The purpose of this study is to examine the significance of mental health in the medical care of NCDs. To do so, we will establish a patient registry (disease registration system) and use the collected data to examine the bidirectional relationship between mental health and NCDs (e.g., the impact of mental health on physical disease outcomes and the impact of inflammatory changes associated with NCDs on mental health), and how mental health problems affect the QOL and social life of NCD patients. In addition, we will search for biological markers (biomolecules) related to mental health that are common to not only individual physical diseases but also multiple physical diseases.

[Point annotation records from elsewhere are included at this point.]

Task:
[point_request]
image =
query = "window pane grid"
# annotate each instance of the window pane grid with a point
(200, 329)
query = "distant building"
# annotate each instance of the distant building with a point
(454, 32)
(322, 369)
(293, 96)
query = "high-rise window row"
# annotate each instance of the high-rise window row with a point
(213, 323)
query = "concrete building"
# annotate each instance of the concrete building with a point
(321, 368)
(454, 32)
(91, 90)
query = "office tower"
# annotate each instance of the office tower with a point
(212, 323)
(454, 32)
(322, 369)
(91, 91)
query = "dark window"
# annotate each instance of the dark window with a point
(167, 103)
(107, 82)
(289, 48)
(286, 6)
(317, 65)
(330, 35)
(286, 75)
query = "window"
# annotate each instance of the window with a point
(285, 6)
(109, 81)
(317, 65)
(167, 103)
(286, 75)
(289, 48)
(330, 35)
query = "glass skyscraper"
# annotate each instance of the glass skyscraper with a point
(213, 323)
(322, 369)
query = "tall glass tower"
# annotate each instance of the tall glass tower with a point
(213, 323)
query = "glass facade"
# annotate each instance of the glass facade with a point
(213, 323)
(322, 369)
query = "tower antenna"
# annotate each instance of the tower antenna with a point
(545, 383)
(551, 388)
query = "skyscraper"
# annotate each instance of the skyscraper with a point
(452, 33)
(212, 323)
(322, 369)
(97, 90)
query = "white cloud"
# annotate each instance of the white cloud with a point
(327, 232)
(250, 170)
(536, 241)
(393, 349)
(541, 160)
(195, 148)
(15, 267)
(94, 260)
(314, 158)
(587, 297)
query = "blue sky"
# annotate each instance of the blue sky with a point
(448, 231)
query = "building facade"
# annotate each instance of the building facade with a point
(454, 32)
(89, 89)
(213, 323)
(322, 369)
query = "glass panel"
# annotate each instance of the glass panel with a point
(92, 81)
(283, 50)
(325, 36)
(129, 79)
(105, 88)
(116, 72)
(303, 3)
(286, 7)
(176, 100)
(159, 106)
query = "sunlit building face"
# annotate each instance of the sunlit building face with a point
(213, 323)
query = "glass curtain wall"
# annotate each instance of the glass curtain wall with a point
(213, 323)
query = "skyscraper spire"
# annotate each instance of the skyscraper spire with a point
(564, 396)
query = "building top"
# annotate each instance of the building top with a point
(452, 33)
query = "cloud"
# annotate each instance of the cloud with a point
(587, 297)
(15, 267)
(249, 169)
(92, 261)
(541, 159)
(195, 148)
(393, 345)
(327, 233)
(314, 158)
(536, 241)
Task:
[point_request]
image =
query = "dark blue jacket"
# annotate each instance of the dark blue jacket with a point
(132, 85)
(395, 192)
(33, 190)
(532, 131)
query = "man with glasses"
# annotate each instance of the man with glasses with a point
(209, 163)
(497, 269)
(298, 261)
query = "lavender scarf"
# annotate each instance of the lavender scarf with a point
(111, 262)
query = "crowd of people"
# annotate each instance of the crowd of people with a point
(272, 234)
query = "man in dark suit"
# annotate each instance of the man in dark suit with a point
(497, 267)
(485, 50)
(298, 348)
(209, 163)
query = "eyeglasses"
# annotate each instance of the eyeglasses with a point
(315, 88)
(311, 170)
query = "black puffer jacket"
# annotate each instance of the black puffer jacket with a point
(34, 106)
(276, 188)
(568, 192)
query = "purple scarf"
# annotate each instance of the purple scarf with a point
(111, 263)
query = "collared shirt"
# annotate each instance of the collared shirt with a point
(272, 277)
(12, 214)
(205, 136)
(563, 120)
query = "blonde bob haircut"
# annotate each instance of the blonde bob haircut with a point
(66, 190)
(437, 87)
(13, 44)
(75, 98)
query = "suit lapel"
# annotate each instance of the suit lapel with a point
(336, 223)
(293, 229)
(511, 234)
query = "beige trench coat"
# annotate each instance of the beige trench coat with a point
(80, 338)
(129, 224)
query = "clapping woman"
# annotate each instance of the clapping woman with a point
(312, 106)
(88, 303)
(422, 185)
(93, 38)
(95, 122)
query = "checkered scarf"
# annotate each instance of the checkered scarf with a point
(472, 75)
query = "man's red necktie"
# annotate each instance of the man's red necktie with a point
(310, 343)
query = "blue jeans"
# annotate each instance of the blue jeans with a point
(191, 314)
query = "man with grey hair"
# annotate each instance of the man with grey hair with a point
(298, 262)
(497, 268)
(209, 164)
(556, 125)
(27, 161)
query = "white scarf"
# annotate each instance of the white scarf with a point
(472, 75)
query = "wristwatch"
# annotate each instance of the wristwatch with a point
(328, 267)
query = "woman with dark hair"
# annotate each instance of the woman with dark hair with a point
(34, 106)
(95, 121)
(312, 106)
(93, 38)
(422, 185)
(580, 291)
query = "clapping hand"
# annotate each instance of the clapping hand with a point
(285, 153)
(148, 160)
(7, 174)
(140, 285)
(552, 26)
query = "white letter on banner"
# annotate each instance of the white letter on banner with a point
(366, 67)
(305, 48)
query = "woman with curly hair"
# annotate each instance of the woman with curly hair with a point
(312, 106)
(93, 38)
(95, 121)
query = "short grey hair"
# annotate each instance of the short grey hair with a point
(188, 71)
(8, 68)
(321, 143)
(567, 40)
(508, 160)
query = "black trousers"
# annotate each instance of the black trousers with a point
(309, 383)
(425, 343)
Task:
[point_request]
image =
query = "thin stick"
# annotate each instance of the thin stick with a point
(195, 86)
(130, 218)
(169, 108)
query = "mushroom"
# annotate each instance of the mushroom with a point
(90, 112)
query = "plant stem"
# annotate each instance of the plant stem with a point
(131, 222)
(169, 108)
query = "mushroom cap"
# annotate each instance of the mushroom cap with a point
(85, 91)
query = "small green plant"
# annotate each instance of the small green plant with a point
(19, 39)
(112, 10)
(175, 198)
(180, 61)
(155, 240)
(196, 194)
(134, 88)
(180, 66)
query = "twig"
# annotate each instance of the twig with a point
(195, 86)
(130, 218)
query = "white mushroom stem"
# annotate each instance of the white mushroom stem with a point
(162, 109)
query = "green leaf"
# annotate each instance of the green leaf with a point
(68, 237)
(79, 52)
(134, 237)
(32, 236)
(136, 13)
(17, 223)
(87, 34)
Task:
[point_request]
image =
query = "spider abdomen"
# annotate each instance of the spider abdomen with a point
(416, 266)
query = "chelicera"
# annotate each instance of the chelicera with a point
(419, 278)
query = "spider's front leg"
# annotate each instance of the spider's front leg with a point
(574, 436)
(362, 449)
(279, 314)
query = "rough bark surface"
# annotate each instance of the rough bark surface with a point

Also, we will examine the relationship between social environmental factors (school attendance, employment, household composition, social resources), physical symptoms, and biological markers as predictors of severity of physical illnesses, QOL, and other outcomes one year later, and clarify the influence of mental health on the course of illness. Furthermore, we will analyze the extracted biological markers in detail using cultured cells or laboratory animals to elucidate the mechanisms related to mental health.
Through this study, we aim to understand the actual state of mental distress in each NCD and clarify the factors that contribute to it, which will lead to the alleviation of patients' distress and improvement of QOL. When physical symptoms are severe, it is naturally expected that physical symptoms will have a strong impact on mental health. On the other hand, even if the physical symptoms improve, mental distress can be caused by various factors, such as anxiety about the physical disease, restrictions on behavior, and biological changes associated with inflammation, etc. Conversely, it may show how mental health problems affect the outcome of physical diseases and clarify how mental health support should be provided with a view to improving the outcome of physical diseases. Furthermore, if a common biological mechanism involved in mental health can be revealed through experimental analysis of biological markers, it may lead to the development of fundamental treatment methods.
Comments from principal researcher
Kazuyuki Nakagome（National Center of Neurology and Psychiatry President）
The six national centers participating in this study, as National Research Centers for Advanced and Specialized Medical Care, cover a wide range of NCDs and collect clinical information and biological samples in each specialty. By examining the relationship between the information and the information on mental health shared in this study, we expect to obtain highly reliable findings.
In recent years, it has been suggested that mental health problems may not originate only in the brain but may also be caused by systemic factors such as inflammation, immunity, the gut biome?, and glucose and lipid metabolism. In other words, we believe that investigating the bidirectional relationship between NCD and mental health is an important issue that will lead to the extension of healthy life expectancy with subjective satisfaction.